1. I prefer to develop the concept and manifestation of the product
using little or no external money - then I can show it to
prospective funders and declare "this is what we'll get" - a large
fraction of prospective funders will walk away when they realize
they can't piss on it - it's the others I'll want to talk with. 

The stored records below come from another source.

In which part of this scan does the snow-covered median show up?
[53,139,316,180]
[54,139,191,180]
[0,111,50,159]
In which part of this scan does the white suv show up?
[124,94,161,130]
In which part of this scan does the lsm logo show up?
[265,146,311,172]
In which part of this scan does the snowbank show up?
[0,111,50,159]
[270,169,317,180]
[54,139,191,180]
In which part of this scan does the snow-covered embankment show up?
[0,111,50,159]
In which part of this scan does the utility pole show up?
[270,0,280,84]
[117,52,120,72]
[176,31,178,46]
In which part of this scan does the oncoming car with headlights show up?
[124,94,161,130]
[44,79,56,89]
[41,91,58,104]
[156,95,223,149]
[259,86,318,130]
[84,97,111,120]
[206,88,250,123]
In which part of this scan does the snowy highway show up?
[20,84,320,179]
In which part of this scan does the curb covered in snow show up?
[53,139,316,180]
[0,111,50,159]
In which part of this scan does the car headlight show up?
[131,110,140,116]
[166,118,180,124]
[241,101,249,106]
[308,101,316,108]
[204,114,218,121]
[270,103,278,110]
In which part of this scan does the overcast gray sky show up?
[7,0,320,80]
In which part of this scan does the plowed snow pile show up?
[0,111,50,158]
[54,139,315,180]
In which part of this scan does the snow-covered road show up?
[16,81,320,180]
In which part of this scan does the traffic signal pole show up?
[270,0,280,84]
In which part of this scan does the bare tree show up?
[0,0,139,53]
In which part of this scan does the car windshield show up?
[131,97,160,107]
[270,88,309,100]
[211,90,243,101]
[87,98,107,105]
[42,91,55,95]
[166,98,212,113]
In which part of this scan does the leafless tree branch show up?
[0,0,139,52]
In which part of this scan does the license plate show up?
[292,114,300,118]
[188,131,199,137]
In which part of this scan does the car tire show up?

2. The system's protection will lie in the network of referents and
journalists drawn from its users. The problem of keeping them honest
and preventing pissing matches among them is an important function
of system management - one I don't believe can be automated. 
  
inkwell.vue.554 : Lee Felsenstein: Me and My Big Ideas: Counterculture, Social Media, and the Future
permalink #28 of 43: Jon Lebkowsky (jonl) Sat 1 Feb 25 06:51
    
You've been an advocate for open source technology for decades. How
do you see the evolution of open source in today's world, especially
with large corporations now playing a significant role?
  
inkwell.vue.554 : Lee Felsenstein: Me and My Big Ideas: Counterculture, Social Media, and the Future
permalink #29 of 43: John Coate (tex) Sat 1 Feb 25 07:35
    
We're rooting for you to succeed with this Lee.
  
inkwell.vue.554 : Lee Felsenstein: Me and My Big Ideas: Counterculture, Social Media, and the Future
permalink #30 of 43: Lee Felsenstein (lee) Sat 1 Feb 25 20:41
    
#28 <jonl>
I tried to think up some way the big boys could form a consortium to
take over open source to their advantage but failed to figure out
how they could suppress their competitive natures. Microsoft Open
Source would be a sad joke. Open source is freedom with
responsibilities - the only thing MS would be interested in is
responsibilities without freedom. 

IBM's original approach was to hoard the technological information
and grow their own programmers - unfortunately the technology got
away from them (with a big unintentional assist from IBM itself) and
today they rely on Red Hat Linux as the basis for their software
work (or so I'm told).

#29 <tex> 
Thanks. Be prepared for the point where I assemble a group to both
criticize my prototype design and to ponder the stages through which
to implement it. I will need advice on whom to invite (please don't
throw out names here - I don't want to frighten the natives).
  
inkwell.vue.554 : Lee Felsenstein: Me and My Big Ideas: Counterculture, Social Media, and the Future
permalink #31 of 43: Lee Felsenstein (lee) Sat 1 Feb 25 21:25
    
#20 <tex>
The second-generation "activists" who flocked to Atlanta for the
second May Day gathering were mostly kids who had adopted the
outward trappings of radicals with no understanding of the politics
-- to them, politics was about affronting bourgeois sensibilities,
basically the whole Yippie approach without the media-seizing
strategy.  

There were a few actual radical activists there with whom I
identified and I tried to address them with a leaflet that I
mimeographed on the spot advocating a community-building approach
through lateral information exchange. It's on the web somewhere, but
I cannot figure out how to search for it. 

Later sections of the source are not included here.